La conversion comprend aussi la repentance.  la repentance est, à dire vrai, le premier fruit de la conversion.  C’est aussi une forme de conscience :  Conscience de ce que nous avons provoqué la colère de Dieu par nos péchés.  Nous réalisons combien grande est la crise imminente à laquelle nous avons échappé, combien grande aurait dû être la rétribution de nos fautes.  Plus encore, nous devenons conscients de ce que nos péchés ont gravement attenté à la sainteté de Dieu.  Si nous n’étions pas tout d’abord nés de l’Esprit de Dieu, nous n’aurions jamais pu en devenir conscients.  Car ce qui est né de la chair est chair,  et ne comprend rien de ce qui a trait à la sainteté de Dieu.  Ceci nous montre clairement que même le tout premier fruit de la conversion, à savoir la repentance, ne procède jamais de l’homme naturel, mais est réveillé en nous par l’Esprit de Dieu.  Et si vous n’éprouvez jamais de repentance telle que je viens de la décrire, alors il vous faut vous demander sur quelle route vous cheminez :  celle de la vie éternelle, ou celle de la mort éternelle…  Mais la repentance non plus n’est pas qu’un sentiment.  Elle nous fait haïr nos propres péchés (pas seulement les péchés des autres), puis elle nous fait nous écarter de nos péchés, elle nous fait fuir loin d’eux.

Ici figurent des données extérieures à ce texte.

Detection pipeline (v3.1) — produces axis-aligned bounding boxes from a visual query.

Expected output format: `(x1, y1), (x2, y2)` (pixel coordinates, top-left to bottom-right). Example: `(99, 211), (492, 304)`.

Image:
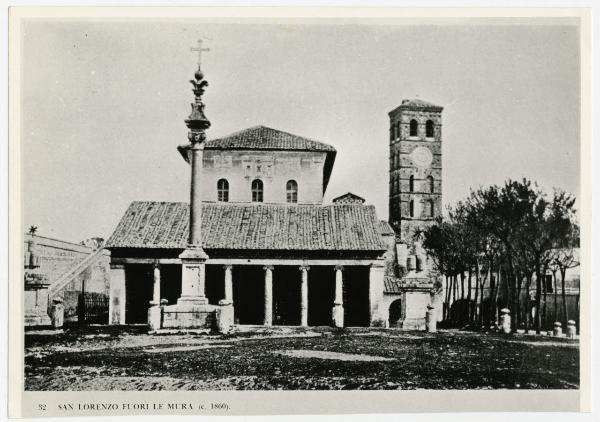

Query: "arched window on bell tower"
(409, 175), (415, 193)
(427, 175), (434, 193)
(409, 119), (418, 137)
(409, 199), (414, 217)
(426, 120), (434, 138)
(427, 199), (435, 217)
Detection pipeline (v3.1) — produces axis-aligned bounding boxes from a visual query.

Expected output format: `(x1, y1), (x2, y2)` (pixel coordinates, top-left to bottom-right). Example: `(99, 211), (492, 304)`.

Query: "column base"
(177, 296), (209, 306)
(147, 303), (161, 331)
(332, 304), (344, 328)
(161, 302), (217, 329)
(25, 309), (51, 327)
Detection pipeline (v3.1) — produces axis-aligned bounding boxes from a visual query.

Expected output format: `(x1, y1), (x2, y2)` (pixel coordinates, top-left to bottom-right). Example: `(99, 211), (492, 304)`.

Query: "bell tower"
(388, 99), (443, 242)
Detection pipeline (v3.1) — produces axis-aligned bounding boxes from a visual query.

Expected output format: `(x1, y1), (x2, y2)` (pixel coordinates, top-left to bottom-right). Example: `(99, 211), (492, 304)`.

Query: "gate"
(78, 293), (109, 324)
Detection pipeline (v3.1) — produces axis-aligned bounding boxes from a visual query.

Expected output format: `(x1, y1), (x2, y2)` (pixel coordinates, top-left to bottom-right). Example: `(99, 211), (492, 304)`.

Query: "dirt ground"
(24, 326), (579, 390)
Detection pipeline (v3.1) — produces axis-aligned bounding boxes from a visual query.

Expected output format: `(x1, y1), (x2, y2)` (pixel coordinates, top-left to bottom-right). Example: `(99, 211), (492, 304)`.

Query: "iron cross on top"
(191, 39), (210, 68)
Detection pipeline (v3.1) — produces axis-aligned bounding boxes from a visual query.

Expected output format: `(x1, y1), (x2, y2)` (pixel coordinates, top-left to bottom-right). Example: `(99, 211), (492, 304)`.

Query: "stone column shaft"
(109, 264), (126, 325)
(189, 143), (204, 246)
(264, 266), (274, 326)
(152, 263), (161, 304)
(332, 265), (344, 328)
(368, 261), (385, 327)
(300, 266), (309, 326)
(224, 265), (233, 301)
(335, 266), (343, 305)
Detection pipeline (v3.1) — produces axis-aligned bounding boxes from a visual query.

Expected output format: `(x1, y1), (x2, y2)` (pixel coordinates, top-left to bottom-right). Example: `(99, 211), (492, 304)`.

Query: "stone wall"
(201, 150), (328, 204)
(24, 234), (110, 323)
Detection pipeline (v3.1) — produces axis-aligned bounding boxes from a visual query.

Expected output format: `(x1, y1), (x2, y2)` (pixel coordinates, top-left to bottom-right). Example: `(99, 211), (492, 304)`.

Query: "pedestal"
(178, 247), (209, 305)
(161, 247), (215, 329)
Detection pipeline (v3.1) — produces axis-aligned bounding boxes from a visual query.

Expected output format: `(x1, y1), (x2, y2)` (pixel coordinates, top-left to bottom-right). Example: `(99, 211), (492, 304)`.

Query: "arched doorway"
(389, 299), (403, 328)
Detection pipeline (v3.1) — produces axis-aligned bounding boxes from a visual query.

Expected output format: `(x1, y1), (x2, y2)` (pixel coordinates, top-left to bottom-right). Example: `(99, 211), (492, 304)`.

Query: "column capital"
(371, 260), (386, 269)
(223, 264), (233, 271)
(299, 265), (310, 272)
(152, 260), (161, 270)
(334, 265), (344, 272)
(110, 263), (126, 270)
(263, 265), (275, 271)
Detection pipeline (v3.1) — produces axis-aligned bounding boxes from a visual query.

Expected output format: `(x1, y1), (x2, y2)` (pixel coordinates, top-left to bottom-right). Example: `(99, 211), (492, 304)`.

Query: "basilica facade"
(104, 51), (443, 331)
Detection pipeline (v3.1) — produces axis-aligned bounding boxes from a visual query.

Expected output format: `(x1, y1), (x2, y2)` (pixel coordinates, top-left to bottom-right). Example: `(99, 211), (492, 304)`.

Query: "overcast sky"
(20, 19), (580, 243)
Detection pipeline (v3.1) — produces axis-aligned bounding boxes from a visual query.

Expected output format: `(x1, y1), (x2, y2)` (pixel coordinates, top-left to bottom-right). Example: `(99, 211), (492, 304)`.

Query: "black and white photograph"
(8, 7), (592, 418)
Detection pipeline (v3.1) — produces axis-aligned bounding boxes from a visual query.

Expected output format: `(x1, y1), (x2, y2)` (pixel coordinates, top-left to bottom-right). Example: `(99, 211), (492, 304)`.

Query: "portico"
(108, 254), (385, 328)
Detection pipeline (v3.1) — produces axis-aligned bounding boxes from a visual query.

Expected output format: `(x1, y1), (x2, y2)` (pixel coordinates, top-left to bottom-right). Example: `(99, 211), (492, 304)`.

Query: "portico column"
(224, 265), (233, 301)
(148, 262), (162, 331)
(300, 265), (310, 326)
(152, 262), (161, 304)
(332, 265), (344, 328)
(369, 260), (386, 327)
(109, 263), (126, 325)
(263, 266), (274, 326)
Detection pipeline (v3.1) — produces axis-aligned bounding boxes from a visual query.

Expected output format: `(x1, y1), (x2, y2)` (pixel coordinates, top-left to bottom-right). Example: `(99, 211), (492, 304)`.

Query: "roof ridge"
(209, 125), (264, 141)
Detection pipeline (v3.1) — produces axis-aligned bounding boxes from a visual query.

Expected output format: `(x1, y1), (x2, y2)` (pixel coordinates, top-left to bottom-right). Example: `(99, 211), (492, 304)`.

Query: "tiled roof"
(177, 125), (337, 194)
(378, 220), (395, 236)
(332, 192), (365, 204)
(106, 201), (386, 252)
(389, 99), (443, 115)
(384, 276), (403, 293)
(206, 126), (336, 152)
(384, 276), (434, 293)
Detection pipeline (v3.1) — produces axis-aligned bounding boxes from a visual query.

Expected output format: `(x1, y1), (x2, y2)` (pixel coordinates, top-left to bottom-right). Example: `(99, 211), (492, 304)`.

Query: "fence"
(77, 293), (109, 325)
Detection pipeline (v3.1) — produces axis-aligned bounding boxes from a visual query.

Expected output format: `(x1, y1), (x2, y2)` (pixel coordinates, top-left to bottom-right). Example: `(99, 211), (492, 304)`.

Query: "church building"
(104, 43), (443, 331)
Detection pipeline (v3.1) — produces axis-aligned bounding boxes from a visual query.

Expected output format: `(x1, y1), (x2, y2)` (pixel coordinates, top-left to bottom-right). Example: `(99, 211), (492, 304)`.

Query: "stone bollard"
(553, 321), (563, 337)
(147, 301), (161, 332)
(216, 299), (234, 334)
(50, 298), (64, 329)
(425, 305), (436, 333)
(499, 308), (511, 334)
(566, 320), (576, 339)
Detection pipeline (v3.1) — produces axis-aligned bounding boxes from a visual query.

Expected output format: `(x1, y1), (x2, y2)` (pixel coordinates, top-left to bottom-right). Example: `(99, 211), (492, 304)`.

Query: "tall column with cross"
(177, 39), (212, 311)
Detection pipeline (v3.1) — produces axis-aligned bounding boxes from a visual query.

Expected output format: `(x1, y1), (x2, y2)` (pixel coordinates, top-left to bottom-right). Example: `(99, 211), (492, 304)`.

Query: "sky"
(20, 19), (581, 243)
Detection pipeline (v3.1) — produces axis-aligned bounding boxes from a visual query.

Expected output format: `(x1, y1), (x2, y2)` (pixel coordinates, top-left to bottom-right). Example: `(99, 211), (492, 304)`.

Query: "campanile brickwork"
(388, 99), (443, 242)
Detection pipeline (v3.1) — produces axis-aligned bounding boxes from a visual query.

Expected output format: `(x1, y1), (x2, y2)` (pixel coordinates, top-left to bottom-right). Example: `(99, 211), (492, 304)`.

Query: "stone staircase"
(47, 248), (109, 299)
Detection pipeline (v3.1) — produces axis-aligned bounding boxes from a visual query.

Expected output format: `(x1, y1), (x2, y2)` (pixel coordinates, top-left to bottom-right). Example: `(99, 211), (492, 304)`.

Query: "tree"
(554, 222), (579, 328)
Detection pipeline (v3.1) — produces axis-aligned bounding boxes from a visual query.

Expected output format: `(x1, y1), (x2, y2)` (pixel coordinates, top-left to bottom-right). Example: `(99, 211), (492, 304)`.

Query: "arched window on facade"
(409, 175), (415, 193)
(427, 175), (434, 193)
(426, 120), (435, 138)
(286, 180), (298, 203)
(409, 199), (414, 217)
(217, 179), (229, 202)
(427, 199), (435, 217)
(409, 119), (418, 137)
(251, 179), (263, 202)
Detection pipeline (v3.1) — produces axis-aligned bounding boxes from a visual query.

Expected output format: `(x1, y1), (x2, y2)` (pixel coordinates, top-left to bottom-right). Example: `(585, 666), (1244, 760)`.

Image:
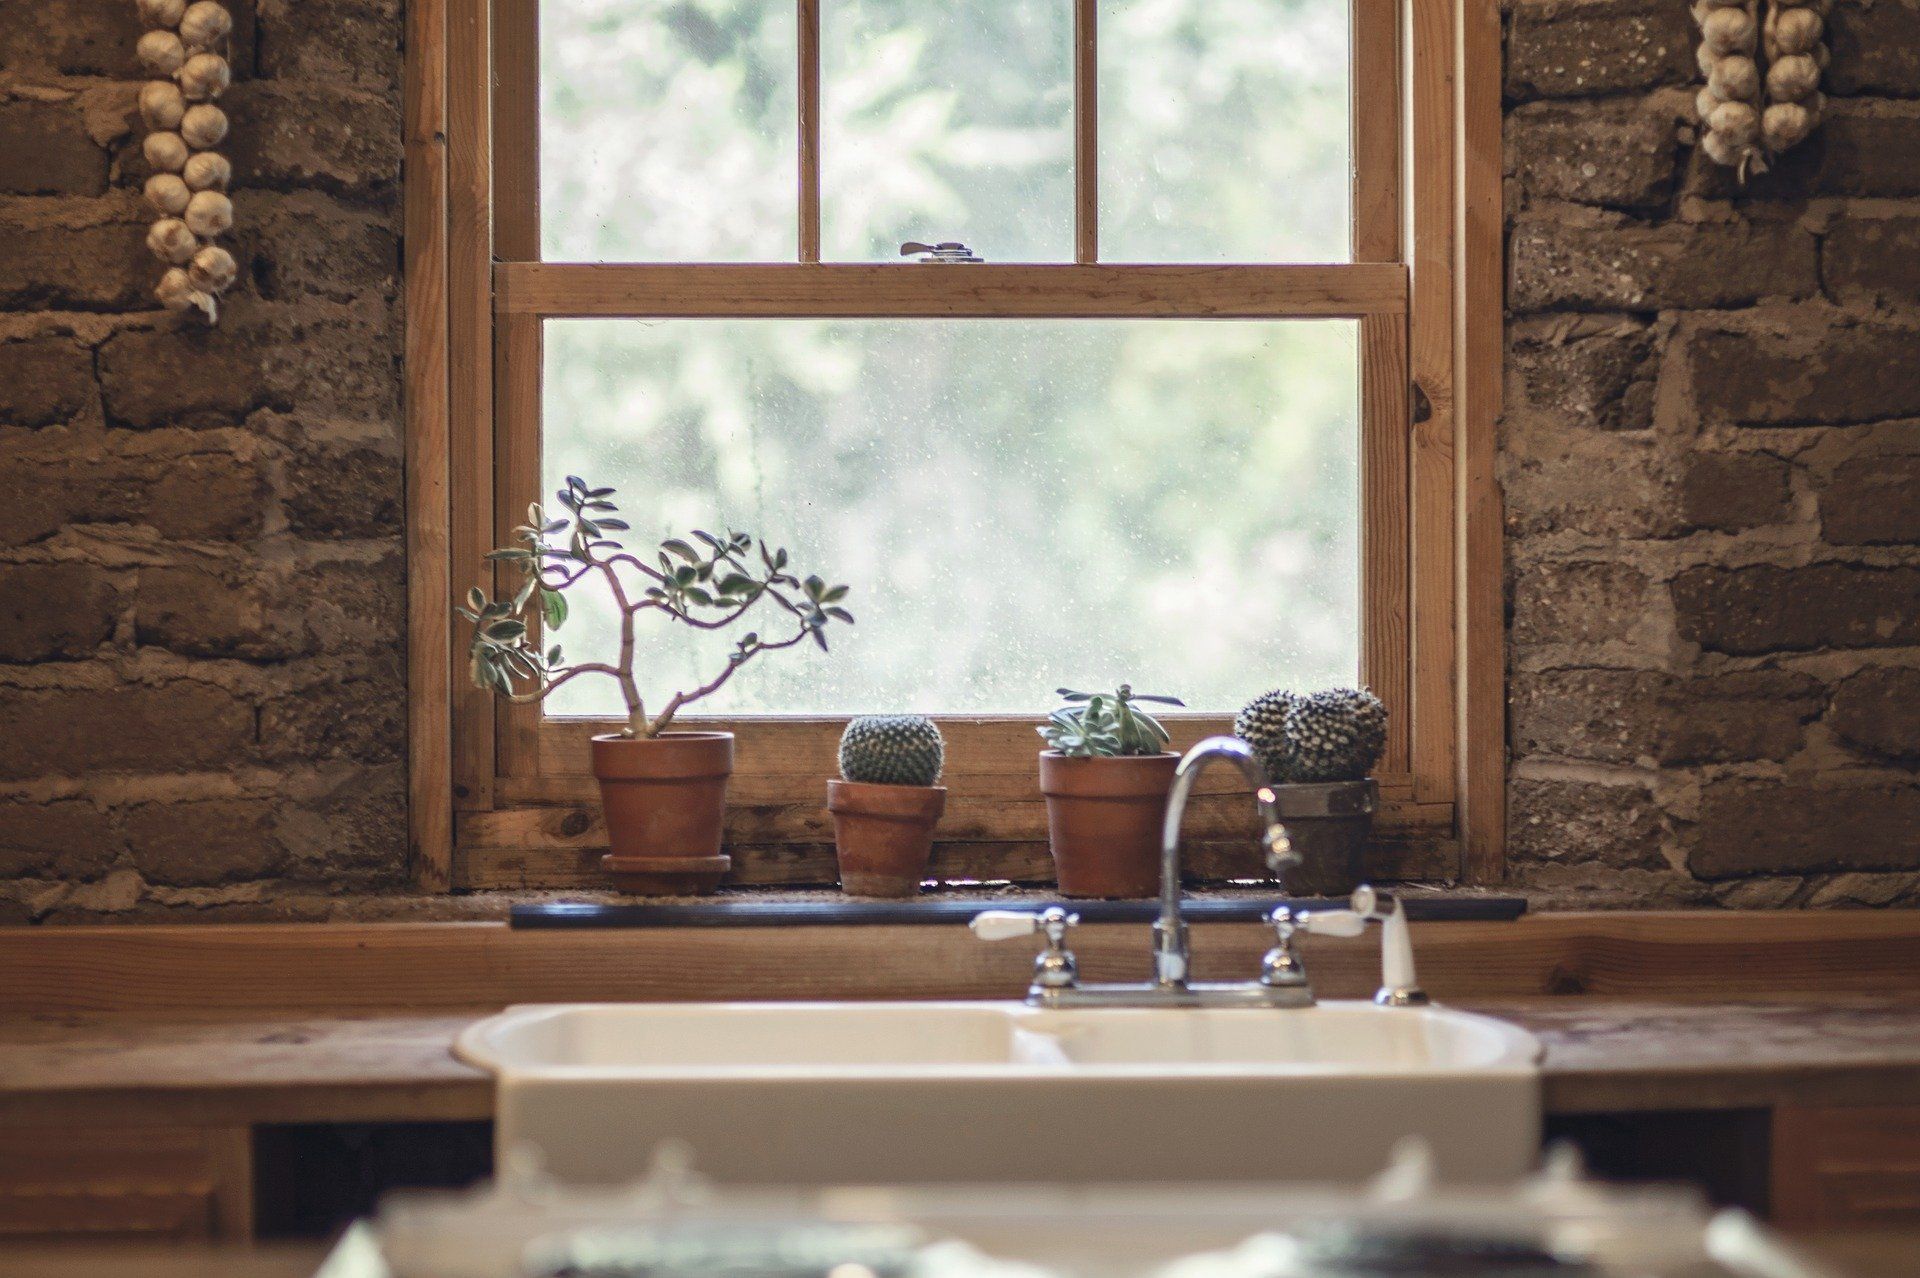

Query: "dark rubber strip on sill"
(510, 895), (1527, 929)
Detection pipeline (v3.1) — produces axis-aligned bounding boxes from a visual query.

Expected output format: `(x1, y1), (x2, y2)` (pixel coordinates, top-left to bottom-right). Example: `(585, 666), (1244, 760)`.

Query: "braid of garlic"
(136, 0), (235, 321)
(1761, 0), (1829, 155)
(1694, 0), (1768, 180)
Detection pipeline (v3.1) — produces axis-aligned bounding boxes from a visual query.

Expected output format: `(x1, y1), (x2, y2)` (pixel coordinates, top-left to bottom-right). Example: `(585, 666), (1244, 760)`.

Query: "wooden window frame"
(404, 0), (1505, 893)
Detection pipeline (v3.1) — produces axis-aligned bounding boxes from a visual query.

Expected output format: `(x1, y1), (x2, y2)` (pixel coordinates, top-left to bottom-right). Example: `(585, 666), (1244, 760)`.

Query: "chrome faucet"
(971, 735), (1425, 1009)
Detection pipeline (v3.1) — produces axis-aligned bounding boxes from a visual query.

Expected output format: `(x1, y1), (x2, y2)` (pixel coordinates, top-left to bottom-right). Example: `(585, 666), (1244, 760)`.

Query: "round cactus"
(1235, 687), (1386, 784)
(838, 714), (945, 787)
(1233, 688), (1298, 783)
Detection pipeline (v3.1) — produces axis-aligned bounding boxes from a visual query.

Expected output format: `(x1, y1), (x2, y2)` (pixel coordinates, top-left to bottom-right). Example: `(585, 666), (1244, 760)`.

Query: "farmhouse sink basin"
(456, 1001), (1541, 1186)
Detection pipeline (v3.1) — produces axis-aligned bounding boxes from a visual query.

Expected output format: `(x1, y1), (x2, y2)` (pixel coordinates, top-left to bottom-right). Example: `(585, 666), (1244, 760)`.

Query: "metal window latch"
(900, 241), (983, 263)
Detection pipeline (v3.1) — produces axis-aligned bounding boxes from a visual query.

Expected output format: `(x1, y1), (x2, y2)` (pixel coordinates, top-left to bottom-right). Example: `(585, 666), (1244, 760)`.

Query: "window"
(409, 0), (1503, 892)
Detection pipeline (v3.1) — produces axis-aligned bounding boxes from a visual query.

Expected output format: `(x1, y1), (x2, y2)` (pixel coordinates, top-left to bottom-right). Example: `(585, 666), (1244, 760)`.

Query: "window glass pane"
(542, 318), (1358, 716)
(1099, 0), (1350, 263)
(542, 0), (797, 261)
(823, 0), (1074, 262)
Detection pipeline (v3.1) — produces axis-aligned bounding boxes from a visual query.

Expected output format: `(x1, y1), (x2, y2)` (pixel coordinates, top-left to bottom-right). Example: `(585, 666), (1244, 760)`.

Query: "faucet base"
(1027, 981), (1315, 1010)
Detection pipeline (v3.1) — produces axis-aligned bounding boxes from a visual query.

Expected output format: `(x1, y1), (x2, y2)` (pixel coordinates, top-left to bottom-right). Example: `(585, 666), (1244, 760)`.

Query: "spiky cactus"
(838, 715), (945, 787)
(1235, 687), (1386, 784)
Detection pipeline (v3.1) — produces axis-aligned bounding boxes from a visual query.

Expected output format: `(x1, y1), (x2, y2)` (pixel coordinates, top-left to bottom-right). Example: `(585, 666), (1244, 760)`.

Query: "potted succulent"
(827, 715), (947, 898)
(1234, 687), (1387, 895)
(460, 476), (852, 895)
(1037, 685), (1185, 898)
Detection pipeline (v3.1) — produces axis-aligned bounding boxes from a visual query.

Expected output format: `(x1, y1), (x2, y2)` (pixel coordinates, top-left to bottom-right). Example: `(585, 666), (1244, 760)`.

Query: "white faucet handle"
(1298, 908), (1367, 938)
(969, 910), (1043, 941)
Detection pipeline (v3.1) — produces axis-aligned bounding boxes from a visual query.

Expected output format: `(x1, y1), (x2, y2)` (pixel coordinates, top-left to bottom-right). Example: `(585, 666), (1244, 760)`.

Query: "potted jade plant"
(460, 476), (852, 895)
(1037, 685), (1185, 898)
(827, 715), (947, 898)
(1234, 687), (1387, 895)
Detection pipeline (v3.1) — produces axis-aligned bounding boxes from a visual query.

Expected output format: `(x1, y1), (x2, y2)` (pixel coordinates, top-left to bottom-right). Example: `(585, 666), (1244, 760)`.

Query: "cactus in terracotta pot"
(1037, 685), (1185, 898)
(1234, 686), (1386, 896)
(829, 715), (947, 898)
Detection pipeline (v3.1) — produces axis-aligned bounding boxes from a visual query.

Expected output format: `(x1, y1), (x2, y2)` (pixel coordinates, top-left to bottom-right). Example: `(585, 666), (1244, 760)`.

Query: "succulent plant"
(459, 476), (852, 738)
(1039, 685), (1184, 758)
(839, 715), (945, 787)
(1235, 686), (1387, 784)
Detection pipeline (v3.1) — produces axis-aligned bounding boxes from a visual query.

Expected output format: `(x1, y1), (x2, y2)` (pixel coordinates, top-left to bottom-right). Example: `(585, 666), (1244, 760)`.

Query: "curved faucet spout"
(1152, 736), (1294, 988)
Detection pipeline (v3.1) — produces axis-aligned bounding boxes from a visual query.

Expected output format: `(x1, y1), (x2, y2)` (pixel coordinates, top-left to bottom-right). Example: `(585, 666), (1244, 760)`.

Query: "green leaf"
(547, 644), (563, 665)
(682, 587), (714, 606)
(541, 588), (568, 630)
(467, 587), (486, 612)
(821, 584), (850, 603)
(486, 619), (527, 641)
(566, 474), (586, 492)
(824, 606), (853, 623)
(662, 539), (698, 562)
(716, 573), (755, 596)
(803, 574), (825, 600)
(596, 518), (631, 531)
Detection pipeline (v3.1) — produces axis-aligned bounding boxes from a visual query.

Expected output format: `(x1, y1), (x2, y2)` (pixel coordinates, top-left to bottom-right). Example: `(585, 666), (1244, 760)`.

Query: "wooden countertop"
(5, 995), (1920, 1127)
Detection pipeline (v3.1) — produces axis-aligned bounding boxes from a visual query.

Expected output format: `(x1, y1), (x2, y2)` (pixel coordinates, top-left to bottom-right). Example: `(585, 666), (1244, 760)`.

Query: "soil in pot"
(1038, 751), (1180, 898)
(592, 731), (734, 895)
(827, 780), (947, 898)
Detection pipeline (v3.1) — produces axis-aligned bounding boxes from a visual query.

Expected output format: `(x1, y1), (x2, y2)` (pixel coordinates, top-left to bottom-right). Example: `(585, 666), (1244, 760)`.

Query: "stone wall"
(1503, 0), (1920, 905)
(1, 0), (1915, 918)
(0, 0), (408, 920)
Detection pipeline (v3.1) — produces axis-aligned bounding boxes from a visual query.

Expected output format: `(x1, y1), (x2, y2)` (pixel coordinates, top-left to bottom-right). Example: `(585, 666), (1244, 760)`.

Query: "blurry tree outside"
(538, 0), (1357, 716)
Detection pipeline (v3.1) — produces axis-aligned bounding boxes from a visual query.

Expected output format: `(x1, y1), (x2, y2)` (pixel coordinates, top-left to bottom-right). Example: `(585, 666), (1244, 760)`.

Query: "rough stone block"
(1509, 220), (1818, 313)
(1688, 323), (1920, 427)
(249, 192), (399, 303)
(0, 100), (107, 196)
(0, 222), (152, 312)
(1511, 668), (1667, 764)
(1503, 433), (1682, 539)
(0, 336), (94, 427)
(0, 683), (253, 779)
(295, 555), (405, 654)
(0, 0), (145, 78)
(127, 797), (281, 886)
(1830, 666), (1920, 762)
(135, 563), (303, 659)
(0, 798), (116, 879)
(259, 661), (404, 764)
(256, 0), (401, 88)
(1506, 0), (1695, 101)
(1505, 317), (1658, 432)
(1691, 780), (1920, 877)
(1511, 559), (1659, 649)
(1827, 0), (1920, 97)
(1820, 455), (1920, 545)
(1509, 777), (1667, 870)
(1508, 98), (1678, 210)
(1823, 218), (1920, 307)
(140, 451), (272, 541)
(0, 563), (116, 662)
(1680, 452), (1793, 531)
(284, 445), (403, 539)
(1673, 563), (1920, 654)
(1661, 670), (1826, 765)
(98, 327), (271, 429)
(225, 83), (402, 198)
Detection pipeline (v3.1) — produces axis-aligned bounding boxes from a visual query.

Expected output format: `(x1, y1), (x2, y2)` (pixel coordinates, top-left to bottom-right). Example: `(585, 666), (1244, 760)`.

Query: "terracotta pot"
(1038, 751), (1180, 898)
(592, 731), (733, 895)
(827, 780), (948, 898)
(1273, 778), (1378, 897)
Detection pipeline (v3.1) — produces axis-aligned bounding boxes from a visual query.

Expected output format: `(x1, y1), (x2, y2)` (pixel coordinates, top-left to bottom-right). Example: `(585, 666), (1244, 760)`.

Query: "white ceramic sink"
(456, 1000), (1541, 1187)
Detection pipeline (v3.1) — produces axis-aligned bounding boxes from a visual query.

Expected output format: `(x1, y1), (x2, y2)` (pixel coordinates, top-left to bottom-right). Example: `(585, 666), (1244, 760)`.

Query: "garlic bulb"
(147, 218), (199, 264)
(138, 0), (186, 26)
(1767, 53), (1821, 100)
(1708, 54), (1760, 102)
(1708, 100), (1761, 147)
(178, 0), (231, 48)
(155, 266), (198, 310)
(143, 130), (189, 172)
(188, 244), (238, 293)
(1763, 102), (1815, 150)
(144, 172), (192, 216)
(180, 103), (227, 148)
(184, 189), (234, 238)
(182, 151), (232, 191)
(136, 28), (186, 73)
(1771, 5), (1823, 54)
(1702, 6), (1757, 53)
(139, 80), (185, 130)
(178, 51), (231, 100)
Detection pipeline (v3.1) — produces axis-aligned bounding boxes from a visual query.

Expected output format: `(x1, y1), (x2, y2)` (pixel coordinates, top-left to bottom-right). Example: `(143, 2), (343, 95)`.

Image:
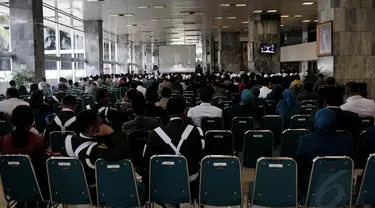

Nous poursuivrons ensemble la prochaine fois cette méditation en trois volets intitulée « conversion et repentance », à la lumière du Catéchisme de Heidelberg.  Jusqu’à présent, nous avons vu comment Jésus-Christ agit en tant que prophète en nous avertissant de la crise imminente qui nous attend, le jugement final de Dieu, si nous ne portons pas de bons fruits, si nous ne nous repentons pas.  Puis nous avons vu que Jésus-Christ, toujours lui, est le seul fondement de notre conversion, par l’oeuvre de prêtre qu’il a accompli une fois pour toutes sur la croix à Golgotha. C’est son sacrifice unique qui forme la base sur laquelle Dieu nous accorde une vie nouvelle, en appliquant l’oeuvre de son Fils à nos vies par son Esprit Saint.  La prochaine fois nous verrons comment Jésus-Christ doit régner sur nos vies, lui qui n’est pas seulement prophète et prêtre, mais également roi.